Monday, February 21, 2005

Suicide, Skiing and Books

Hunter S Thompson committed suicide on Sunday. I remember reading, Fear and Loathing In Las Vegas, about twenty six years ago back in University. Gosh that makes me sound old, anyhow I was young, gullible and naïve, barely understanding much of what I was reading but, enjoying it immensely. Unfortunately or fortunately, depending on how you look at it, both my children who are young but neither naïve or gullible have enjoyed watching the movie more than once. I suspect none of it is going over their heads.

Sunday was a beautiful sunny day to get outside. I went Tele skiing, unfortunately forgetting my camera. We drove down towards Barkerville turning off at the Peters Creek road which was ploughed for a change. We spent the day climbing the logged out slopes and skiing down or in my case practicing tele skiing and falling down. At one point I decided the hell with tele skiing. I started hanging out the with the younger members of our group practicing jumps and comparing how much air we were able to get. Apart from the tempoary noise of about twenty snowmobilers, whom we managed to chase off, It was a very relaxing day.

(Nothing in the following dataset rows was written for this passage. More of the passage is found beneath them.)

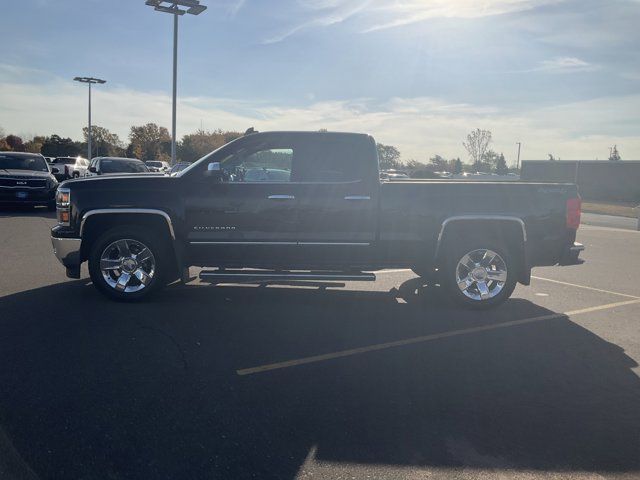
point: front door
(247, 215)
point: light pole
(89, 81)
(173, 7)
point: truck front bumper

Not surprisingly, like best seller lists, and prize nomination lists, having your book nominated for Canada Reads vastly improves its sale. Two of the books, Leonard Cohen’s, Beautiful Losers and Margaret Atwoods, Oryx And Crake, I have already read. Out of the remaining three the one which appeals to me the most is Volkswagon Blues by Jaques Poulin.

Volkswagen Blues
by Jacques Poulin
translated by Sheila Fischman
published in 1984 by Cormorant Books
translated in 1988

Volkswagen Blues is a road story about a writer named Jack, in search of his brother, Théo. Jack picks up a hitchhiker, a young aboriginal woman, La Grande Sauterelle (named for her long, grasshopper-like legs) and her cat, Chop Suey. Together, they cut a circuitous trail from Montreal to San Francisco, and explore the history of European contact with the native people of the Americas. Their journey, written in a prose that has the half-sung and half-said quality of myth, also becomes a metaphor for the history of the French in North America. En route, the reader is introduced to a number of interesting and entertaining characters, including Sam Peckinpah, Saul Bellow, Al Capone and Auguste Renoir. Like many great novels, Volkswagen Blues is the journey of a man struggling to learn more about himself.

1 comment:

  1. “We cannot live for ourselves alone. Our lives are connected by a thousand invisible threads, and along these sympathetic fibers, our actions run as causes and return to us as results.”